The government does not know yet the whereabouts of three of five absconding killers
The full execution of the verdict of the case over the murder of Bangabandhu Sheikh Mujibur Rahman, the founding father of Bangladesh, remains remote, as the nation prepares to solemnly observe yet another National Mourning Day on August 15.
It has been almost twelve years since the Appellate Division of the Supreme Court paved the way for the execution of 12 convicted former personnel of the Bangladesh Army for the assassination of Bangabandhu and most of his family on August 15, 1975.
But, the verdict is yet to be fully implemented, as it has not been possible to bring back five absconders to face justice. The government efforts so far to bring the fugitives back do not appear to have been a success.
As of now, no one knows when it will be possible to bring back the fugitive killers. To make the matter even worse, the government is yet to trace three of the five fugitives.
Last year, Foreign Minister AK Abdul Momen had expressed hope of bringing back Rashed Chowdhury, one of the absconding killers, from the US before March 2021, after the then US attorney general had reopened the fugitive’s asylum case.
But, that did not happen.
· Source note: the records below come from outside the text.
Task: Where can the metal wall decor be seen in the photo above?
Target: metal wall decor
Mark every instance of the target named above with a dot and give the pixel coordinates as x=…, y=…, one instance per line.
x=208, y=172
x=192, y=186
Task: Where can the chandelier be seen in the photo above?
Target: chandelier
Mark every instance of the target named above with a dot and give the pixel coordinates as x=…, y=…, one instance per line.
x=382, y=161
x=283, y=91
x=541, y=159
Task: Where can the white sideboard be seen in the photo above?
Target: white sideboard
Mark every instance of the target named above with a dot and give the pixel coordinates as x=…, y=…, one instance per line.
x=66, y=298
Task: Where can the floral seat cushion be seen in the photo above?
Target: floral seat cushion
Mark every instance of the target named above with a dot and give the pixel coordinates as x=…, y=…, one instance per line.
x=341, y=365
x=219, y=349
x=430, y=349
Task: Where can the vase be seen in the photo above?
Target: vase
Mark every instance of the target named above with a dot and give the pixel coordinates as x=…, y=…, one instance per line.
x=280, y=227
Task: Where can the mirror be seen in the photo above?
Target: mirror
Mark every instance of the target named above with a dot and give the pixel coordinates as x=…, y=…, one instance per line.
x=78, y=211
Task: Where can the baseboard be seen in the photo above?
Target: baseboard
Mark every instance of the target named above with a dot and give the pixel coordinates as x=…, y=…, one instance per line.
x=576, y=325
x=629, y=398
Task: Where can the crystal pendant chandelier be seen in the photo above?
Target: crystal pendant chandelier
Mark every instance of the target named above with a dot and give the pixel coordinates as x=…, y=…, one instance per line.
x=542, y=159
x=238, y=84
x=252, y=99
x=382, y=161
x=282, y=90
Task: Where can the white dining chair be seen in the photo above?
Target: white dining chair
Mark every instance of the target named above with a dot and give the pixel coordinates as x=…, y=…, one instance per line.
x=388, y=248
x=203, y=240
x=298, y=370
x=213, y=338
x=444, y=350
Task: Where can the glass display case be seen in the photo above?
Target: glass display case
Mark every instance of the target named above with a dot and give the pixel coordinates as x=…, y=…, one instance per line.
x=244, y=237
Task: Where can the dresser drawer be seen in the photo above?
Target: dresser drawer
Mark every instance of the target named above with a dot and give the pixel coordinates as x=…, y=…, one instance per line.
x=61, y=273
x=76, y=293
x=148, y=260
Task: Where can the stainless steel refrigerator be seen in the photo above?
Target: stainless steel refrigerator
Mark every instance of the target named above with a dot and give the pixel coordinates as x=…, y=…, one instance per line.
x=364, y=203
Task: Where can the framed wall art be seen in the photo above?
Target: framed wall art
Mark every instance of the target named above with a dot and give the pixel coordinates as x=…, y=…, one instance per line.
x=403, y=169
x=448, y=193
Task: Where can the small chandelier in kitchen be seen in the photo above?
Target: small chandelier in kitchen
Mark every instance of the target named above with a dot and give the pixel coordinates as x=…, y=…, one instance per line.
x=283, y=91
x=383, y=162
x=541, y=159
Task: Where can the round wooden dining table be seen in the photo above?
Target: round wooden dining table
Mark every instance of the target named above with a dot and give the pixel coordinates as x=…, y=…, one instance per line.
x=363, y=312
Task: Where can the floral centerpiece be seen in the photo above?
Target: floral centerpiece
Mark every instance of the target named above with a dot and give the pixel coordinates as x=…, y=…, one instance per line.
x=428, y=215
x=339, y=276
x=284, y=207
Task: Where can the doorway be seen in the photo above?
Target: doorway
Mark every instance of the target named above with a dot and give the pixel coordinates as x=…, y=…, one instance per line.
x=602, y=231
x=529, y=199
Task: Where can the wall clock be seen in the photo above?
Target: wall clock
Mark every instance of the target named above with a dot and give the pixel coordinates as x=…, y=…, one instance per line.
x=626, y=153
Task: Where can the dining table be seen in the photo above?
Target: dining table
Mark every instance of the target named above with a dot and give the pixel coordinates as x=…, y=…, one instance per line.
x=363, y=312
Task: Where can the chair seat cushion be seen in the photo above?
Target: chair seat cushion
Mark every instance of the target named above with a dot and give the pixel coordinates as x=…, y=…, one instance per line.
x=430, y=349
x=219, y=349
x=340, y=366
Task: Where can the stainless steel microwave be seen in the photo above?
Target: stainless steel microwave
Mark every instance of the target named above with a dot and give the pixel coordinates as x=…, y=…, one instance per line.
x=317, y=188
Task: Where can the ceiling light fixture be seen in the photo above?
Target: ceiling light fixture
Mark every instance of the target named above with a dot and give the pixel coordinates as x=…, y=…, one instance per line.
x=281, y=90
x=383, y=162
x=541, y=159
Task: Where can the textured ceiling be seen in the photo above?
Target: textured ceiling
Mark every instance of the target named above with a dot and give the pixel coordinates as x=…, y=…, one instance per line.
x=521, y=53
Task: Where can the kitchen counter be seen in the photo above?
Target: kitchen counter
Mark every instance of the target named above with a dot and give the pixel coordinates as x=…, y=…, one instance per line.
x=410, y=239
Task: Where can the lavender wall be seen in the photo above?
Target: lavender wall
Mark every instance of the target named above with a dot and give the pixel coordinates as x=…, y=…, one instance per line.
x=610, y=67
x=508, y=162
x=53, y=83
Now that a new administration has assumed office in the US, the status of that case is currently unknown.
On November 19, 2009, the Appellate Division upheld the death penalty for 12 convicted former army officers in the Bangabandhu assassination case.
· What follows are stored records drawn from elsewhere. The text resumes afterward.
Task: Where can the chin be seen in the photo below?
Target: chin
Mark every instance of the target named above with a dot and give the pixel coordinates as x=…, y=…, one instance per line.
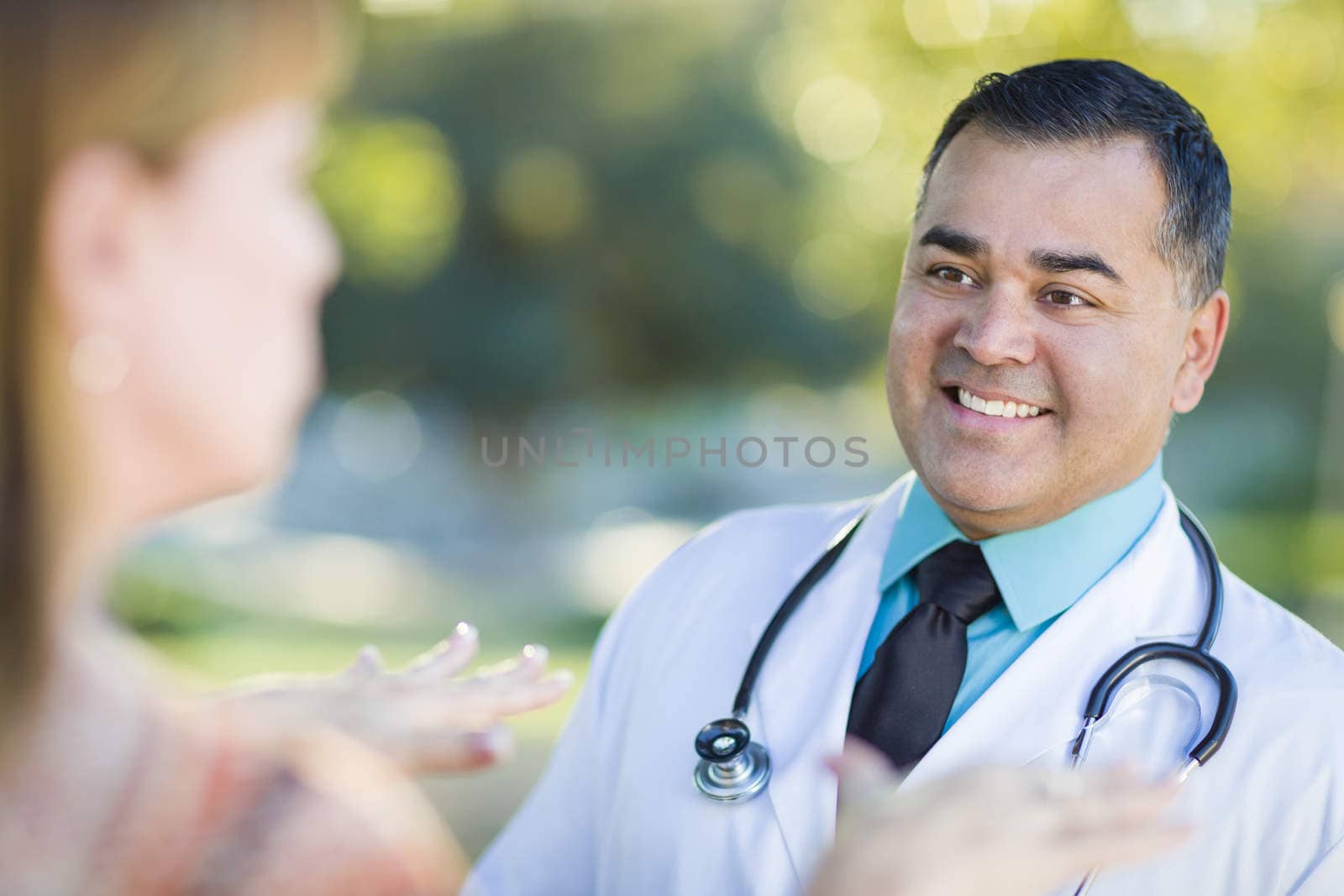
x=976, y=486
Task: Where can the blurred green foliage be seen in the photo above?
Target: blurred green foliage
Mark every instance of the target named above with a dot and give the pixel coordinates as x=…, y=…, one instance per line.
x=636, y=196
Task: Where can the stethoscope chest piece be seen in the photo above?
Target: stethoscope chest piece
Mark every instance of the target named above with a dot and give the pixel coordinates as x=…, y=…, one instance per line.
x=732, y=768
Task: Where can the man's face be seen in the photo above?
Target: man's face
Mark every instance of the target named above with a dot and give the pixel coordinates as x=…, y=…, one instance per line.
x=1032, y=281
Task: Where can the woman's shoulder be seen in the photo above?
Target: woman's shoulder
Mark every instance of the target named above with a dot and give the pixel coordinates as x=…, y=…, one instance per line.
x=228, y=806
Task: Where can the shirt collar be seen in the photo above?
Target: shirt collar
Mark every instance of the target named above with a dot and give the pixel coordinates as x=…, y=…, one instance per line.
x=1077, y=550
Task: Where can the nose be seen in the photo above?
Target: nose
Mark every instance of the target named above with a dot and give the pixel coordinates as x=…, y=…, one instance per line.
x=998, y=329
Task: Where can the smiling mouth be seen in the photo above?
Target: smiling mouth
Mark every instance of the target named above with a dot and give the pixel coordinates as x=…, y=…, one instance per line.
x=992, y=407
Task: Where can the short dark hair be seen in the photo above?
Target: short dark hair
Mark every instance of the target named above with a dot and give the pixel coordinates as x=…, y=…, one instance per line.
x=1097, y=100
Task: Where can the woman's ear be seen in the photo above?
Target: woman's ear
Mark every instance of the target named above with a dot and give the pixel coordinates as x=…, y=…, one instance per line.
x=1203, y=344
x=89, y=233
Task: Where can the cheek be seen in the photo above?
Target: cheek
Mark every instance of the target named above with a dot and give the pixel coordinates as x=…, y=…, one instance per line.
x=917, y=331
x=1109, y=385
x=228, y=344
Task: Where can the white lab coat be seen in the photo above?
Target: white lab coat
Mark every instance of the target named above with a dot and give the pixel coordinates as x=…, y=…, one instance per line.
x=617, y=815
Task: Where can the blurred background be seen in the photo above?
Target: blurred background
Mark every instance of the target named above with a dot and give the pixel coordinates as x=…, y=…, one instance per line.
x=575, y=226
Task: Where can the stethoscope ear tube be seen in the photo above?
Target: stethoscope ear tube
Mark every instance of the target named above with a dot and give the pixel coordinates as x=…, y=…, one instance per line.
x=1106, y=687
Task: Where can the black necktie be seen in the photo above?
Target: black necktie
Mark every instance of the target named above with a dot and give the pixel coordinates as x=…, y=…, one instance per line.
x=902, y=701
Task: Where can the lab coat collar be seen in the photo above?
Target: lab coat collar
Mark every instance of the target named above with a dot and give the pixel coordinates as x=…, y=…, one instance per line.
x=803, y=705
x=1095, y=537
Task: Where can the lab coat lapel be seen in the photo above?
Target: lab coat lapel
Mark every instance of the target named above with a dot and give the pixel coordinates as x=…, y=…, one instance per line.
x=804, y=691
x=1037, y=705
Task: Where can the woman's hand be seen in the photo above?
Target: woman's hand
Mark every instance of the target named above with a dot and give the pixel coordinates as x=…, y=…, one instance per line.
x=423, y=718
x=1011, y=832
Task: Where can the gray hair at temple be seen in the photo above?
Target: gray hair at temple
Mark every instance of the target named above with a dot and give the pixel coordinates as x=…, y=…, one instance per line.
x=1100, y=100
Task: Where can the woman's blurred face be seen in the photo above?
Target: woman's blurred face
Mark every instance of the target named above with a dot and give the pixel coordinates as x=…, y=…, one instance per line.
x=233, y=259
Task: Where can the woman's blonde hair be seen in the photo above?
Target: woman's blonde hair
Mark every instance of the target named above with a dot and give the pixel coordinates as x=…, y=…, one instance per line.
x=144, y=74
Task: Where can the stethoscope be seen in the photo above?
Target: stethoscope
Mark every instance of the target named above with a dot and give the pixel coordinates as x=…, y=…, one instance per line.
x=734, y=768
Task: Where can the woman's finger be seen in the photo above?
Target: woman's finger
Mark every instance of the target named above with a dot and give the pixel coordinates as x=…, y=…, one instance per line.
x=528, y=665
x=448, y=658
x=497, y=700
x=449, y=750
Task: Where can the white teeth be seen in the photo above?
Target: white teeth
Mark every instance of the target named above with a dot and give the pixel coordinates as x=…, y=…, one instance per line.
x=996, y=407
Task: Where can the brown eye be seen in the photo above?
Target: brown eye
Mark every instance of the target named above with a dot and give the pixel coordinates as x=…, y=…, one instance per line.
x=1061, y=298
x=953, y=275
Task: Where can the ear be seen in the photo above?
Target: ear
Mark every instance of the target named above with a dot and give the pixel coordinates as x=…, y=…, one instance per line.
x=1203, y=344
x=91, y=228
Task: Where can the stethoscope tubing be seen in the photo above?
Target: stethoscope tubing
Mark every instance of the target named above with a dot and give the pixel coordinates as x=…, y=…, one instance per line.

Since then, six killers -- Syed Farooq Rahman, Sultan Shahriar Rashid Khan, Bazlul Huda, AKM Mohiuddin Ahmed, Mohiuddin Ahmed, and Abdul Majed -- were hanged to death.
The last person to be executed was Majed, who used to live in Kolkata, the capital of West Bengal. He was arrested in Dhaka on April 7, 2020, and hanged at the Dhaka Central Jail at 12:01am on April 12.
Another convict, Aziz Pasha, met a natural death in Zimbabwe in 2001.
Of the remaining fugitives, Rashed Chowdhury is in the US and Noor Chowdhury in Canada. The whereabouts of Khandaker Abdur Rashid, Shariful Haque Dalim, and Moslehuddin remain unknown.
‘All-out efforts are on’
When contacted, Foreign Minister Momen told Dhaka Tribune that the government was doing all it could to execute the full verdict in the case.
“We are making all-out efforts to bring back the fugitive killers,” he said.
Responding to a question, the minister said: “We do not know where three out of five killers are at the moment. We need help from you [journalists] and our expatriate Bangladeshis in this regard."
Bangladeshi missions abroad have been instructed to try to find out the whereabouts of these absconders, he added.
About Rashed being in the US and Noor in Canada, he said: “We are in constant touch with both Washington and Ottawa in connection with their repatriation. We are doing what is necessary.”
Two senior Foreign Ministry officials told this correspondent that the government raised the issue of repatriation of Rashed and Noor at every opportunity with the US and Canadian governments.
Aside from diplomatic efforts, the government is also trying legally to bring back the duo, they said.
The officials, however, have pointed out that domestic laws of the US and Canada are not helping the Bangladesh efforts.
For instance, they said, the issue of Rashed Chowdhury is under the jurisdiction of the US Department of Justice, which is perceived to be independent when it comes to making a decision while the Canadian law does not allow sending back any foreign national who faces the death penalty in his or her country.
About the whereabouts of the three other fugitives, the officials said that it was a mammoth task, as Bangladesh lacked the ability with respect to gathering intelligence about them.
However, the government is working with the international law enforcing organizations and agencies of the friendly governments and trying to find the trio, they said.